The qualification process for the 2024 FIM Speedway Grand Prix meetings kick off this coming weekend with a total of sixty-four hopefuls preparing to fight it out in four countries for the three places available in the 2024 SGP line-up.
Getting under way on Saturday 27 May with events in Slovakia and Italy, this first round of races concludes on Monday 29 May in Germany and Hungary. The top four finishers from each will then go through to the Challenge event in Sweden on Saturday 19 August where the three riders moving up next year to the elite SGP division will be decided.
Zarnovica in Slovakia will get the ball rolling with an afternoon programme followed by evening action at Lonigo in northern Italy before the final eight qualifiers are decided two days later at Abensberg in Germany and Debrecen in Hungary. In the event of no Swedes making the cut for the Challenge event, only the first three from Debrecen will progress and a Swedish wild card will be brought in to make up the sixteen riders, but this is an unlikely scenario given the talent lining up this year from Sweden.
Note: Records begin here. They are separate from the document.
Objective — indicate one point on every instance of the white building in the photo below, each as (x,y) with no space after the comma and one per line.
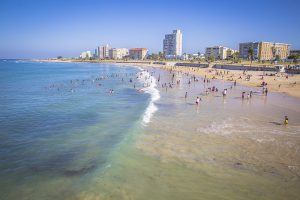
(218,52)
(86,54)
(172,44)
(118,53)
(103,51)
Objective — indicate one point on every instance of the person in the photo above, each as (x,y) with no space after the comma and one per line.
(197,101)
(243,95)
(286,120)
(224,92)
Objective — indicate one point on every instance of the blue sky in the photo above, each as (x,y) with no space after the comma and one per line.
(44,28)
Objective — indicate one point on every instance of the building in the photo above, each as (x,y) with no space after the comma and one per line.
(138,53)
(294,52)
(172,44)
(218,52)
(118,53)
(103,51)
(96,53)
(264,50)
(230,52)
(86,54)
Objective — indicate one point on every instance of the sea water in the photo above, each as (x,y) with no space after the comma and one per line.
(83,141)
(61,122)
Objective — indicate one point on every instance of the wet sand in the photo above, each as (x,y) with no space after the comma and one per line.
(227,134)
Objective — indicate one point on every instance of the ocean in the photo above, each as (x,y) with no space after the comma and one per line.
(63,121)
(100,131)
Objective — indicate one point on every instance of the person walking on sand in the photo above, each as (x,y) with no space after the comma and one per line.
(286,120)
(198,101)
(243,95)
(224,92)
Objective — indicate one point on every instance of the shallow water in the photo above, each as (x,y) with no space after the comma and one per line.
(59,124)
(91,145)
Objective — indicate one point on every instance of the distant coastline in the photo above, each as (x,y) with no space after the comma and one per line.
(276,82)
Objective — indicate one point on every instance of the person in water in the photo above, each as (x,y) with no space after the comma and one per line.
(286,120)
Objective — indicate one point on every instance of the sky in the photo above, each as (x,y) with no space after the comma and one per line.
(44,28)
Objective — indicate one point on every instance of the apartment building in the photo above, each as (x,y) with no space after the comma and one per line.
(138,53)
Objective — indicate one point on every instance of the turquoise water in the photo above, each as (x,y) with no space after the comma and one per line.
(59,124)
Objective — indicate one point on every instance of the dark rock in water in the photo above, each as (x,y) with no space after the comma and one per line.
(238,164)
(80,171)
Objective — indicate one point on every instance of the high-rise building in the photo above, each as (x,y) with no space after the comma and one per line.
(86,54)
(138,53)
(172,44)
(118,53)
(218,52)
(264,50)
(103,51)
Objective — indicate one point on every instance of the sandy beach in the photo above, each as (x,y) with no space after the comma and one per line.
(276,82)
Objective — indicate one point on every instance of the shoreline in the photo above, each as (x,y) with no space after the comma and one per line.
(276,82)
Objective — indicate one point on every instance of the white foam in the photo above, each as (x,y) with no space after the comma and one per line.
(149,82)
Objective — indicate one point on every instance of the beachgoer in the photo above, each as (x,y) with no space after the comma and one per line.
(197,101)
(286,120)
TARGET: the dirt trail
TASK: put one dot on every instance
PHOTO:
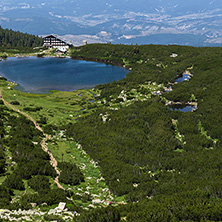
(53, 161)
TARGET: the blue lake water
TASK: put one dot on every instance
(39, 75)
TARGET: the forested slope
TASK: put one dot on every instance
(167, 163)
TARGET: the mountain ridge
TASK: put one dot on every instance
(118, 22)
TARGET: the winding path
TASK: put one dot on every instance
(53, 161)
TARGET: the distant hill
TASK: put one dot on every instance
(196, 23)
(10, 38)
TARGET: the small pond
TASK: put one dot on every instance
(40, 75)
(182, 107)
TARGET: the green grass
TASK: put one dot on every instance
(58, 107)
(94, 184)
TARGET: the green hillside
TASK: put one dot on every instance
(121, 140)
(10, 38)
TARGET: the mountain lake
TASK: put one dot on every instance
(40, 75)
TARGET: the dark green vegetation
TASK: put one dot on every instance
(164, 178)
(12, 42)
(10, 38)
(70, 174)
(166, 164)
(24, 166)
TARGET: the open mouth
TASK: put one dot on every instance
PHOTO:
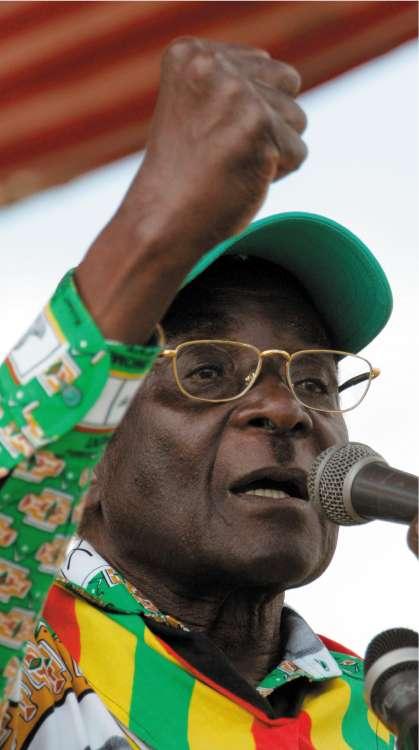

Last season’s promoted riders are already making an impact in the SGP ranks – in particular Australia’s Jack Holder and British rider Dan Bewley. With two rounds down Bewley has carded a pair of seventh-place finishes, but Holder is showing even more impressive form and last time out in Warsaw in the middle of May he ended the night on the second step of the podium.
It is too tough a call to start making predictions at this stage and each one of the four entry lists shows great strength in depth, but we have already seen a number of competitors in action in the FIM Long Track World Championship.
The 2020 Long Track king, Lukas Fienhage was in fine form at Herxheim in mid-May as he powered to third and he will contest the Slovakian event.
Germany’s Martin Smolinski won the FIM Long Track World Championship in 2018 and he was blisteringly fast at Herxheim, winning his first four heats before he suffered the heartbreak of a sparkplug failure in the Final. He will have home advantage at Abensberg, but will face a stiff challenge against riders of the calibre of Britain’s Chris ‘Bomber’ Harris.
Last season Michael Jepsen Jensen came within a few positions of promotion to the sport’s top-flight and the Dane will kick off his challenge at Debrecen.
A number of current SGP riders will also contest the Qualifiers – including 2017 World Champion Jason Doyle from Australia who will start in Germany – in case they do not achieve automatic qualification for next year by finishing in the SGP top-six this season.